When I was in my early 20s and facing the very real specter of an impending divorce, I said to someone, “I’m 22, and I feel like my life is over.”
He shook his head and said, “I’m 32, and I feel like my life is just beginning.”
That stuck with me for years, obviously, and I took it to heart during many trying times. But it still struck me that the last ten years of my life have been among the best I have ever lived. I understand now what this acquaintance meant when he said his life was just beginning, because at 43, I am happier than I have ever been.
It isn’t just being married to a wonderful man who understands me, loves and accepts me (even when I’m a pain in the ass). It isn’t just having two wonderful daughters who fill my heart with such joy, happiness and pride. Nor is it this amazing home (120 years of history!) and area that I live in.

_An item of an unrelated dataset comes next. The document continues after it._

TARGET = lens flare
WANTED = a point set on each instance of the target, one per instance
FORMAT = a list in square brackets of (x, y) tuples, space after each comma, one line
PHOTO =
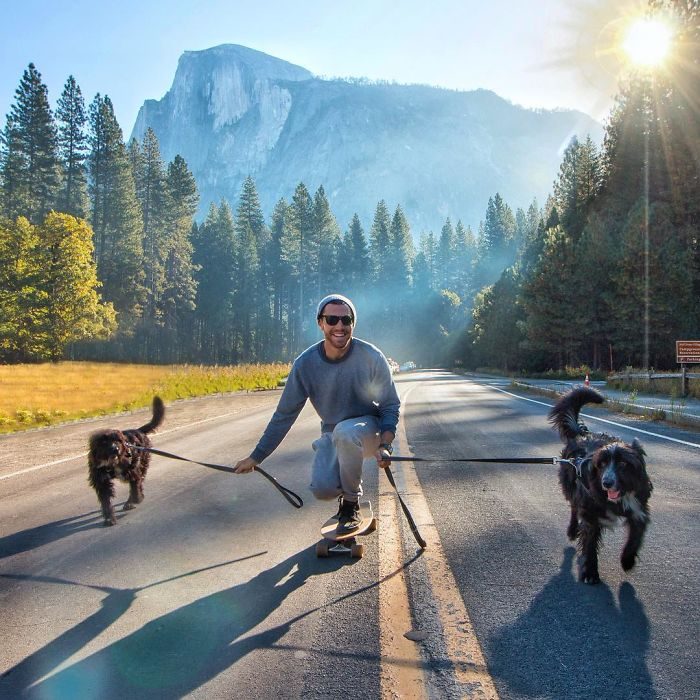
[(647, 42)]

These are all huge, and they have conspired to make me a happier person, more grounded, loving, and accepting of life with all of its quirks and unexpected turns.
But recently I have stumbled upon what I can only describe as the secret to happiness in life.

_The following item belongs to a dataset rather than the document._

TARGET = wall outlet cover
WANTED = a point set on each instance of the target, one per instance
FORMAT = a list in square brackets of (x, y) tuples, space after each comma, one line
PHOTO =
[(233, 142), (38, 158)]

The living of it. And the people I have met who make it so worthwhile.
Last night we were up until 2:30 in the morning. 2:30…a.m. Me. The person who is asleep by 9:30 most nights and up at 5am in the morning. I had so much fun, drank a bit more than I usually do, and laughed and talked for hours with a couple we had met recently at a neighborhood association meeting.
As we sat out on our wraparound porch and the rain poured down, I realized how amazingly lucky I am. How blessed my life is. I don’t use that word lightly – as an agnostic with atheist leanings – that word doesn’t come out of my mouth very often. It is the friendships that we make, the lives that intersect with ours, that makes each day new and more special.
We spent eight hours laughing and sharing stories of our lives with Andy and Blake.
I think of other new, or recently new friends.
Bethany, who approached me a year or more ago and said, “My daughter has informed me that she is best friends with your daughter and so we need to arrange a playdate.” She, and her husband Lee, are funny, and intelligent, and humorous and creative. I anxiously await the birth of their baby daughter this week.
Kristin, and her husband Tom, who we met at a garage sale, saw their book collection and simply HAD to be friends with. Funny and intelligent, kind and sharing.
Or Jim and Sherry, the couple who rehabbed this amazing house and sold it to us – innovative, creative, thoughtful and generous individuals.
Our friends Victoria and John, and their two wonderful kids, Zach and Aliyah, down-to-earth, green-living, earth-conscious, homeschoolers and kind, good people.
Melissa and Dave, kind and fun people, homebrewers, kid-oriented, wonderful human beings.
And so many others.
These connections, these intersections where our lives cross and we share moments, hours, days and more together. That is what makes everything else possible in our lives. The happiness, the connectedness, the opportunities.
I guess what I’m saying is that, I’m really, really looking forward to the next forty years of my life. I have a feeling that the best is yet to come.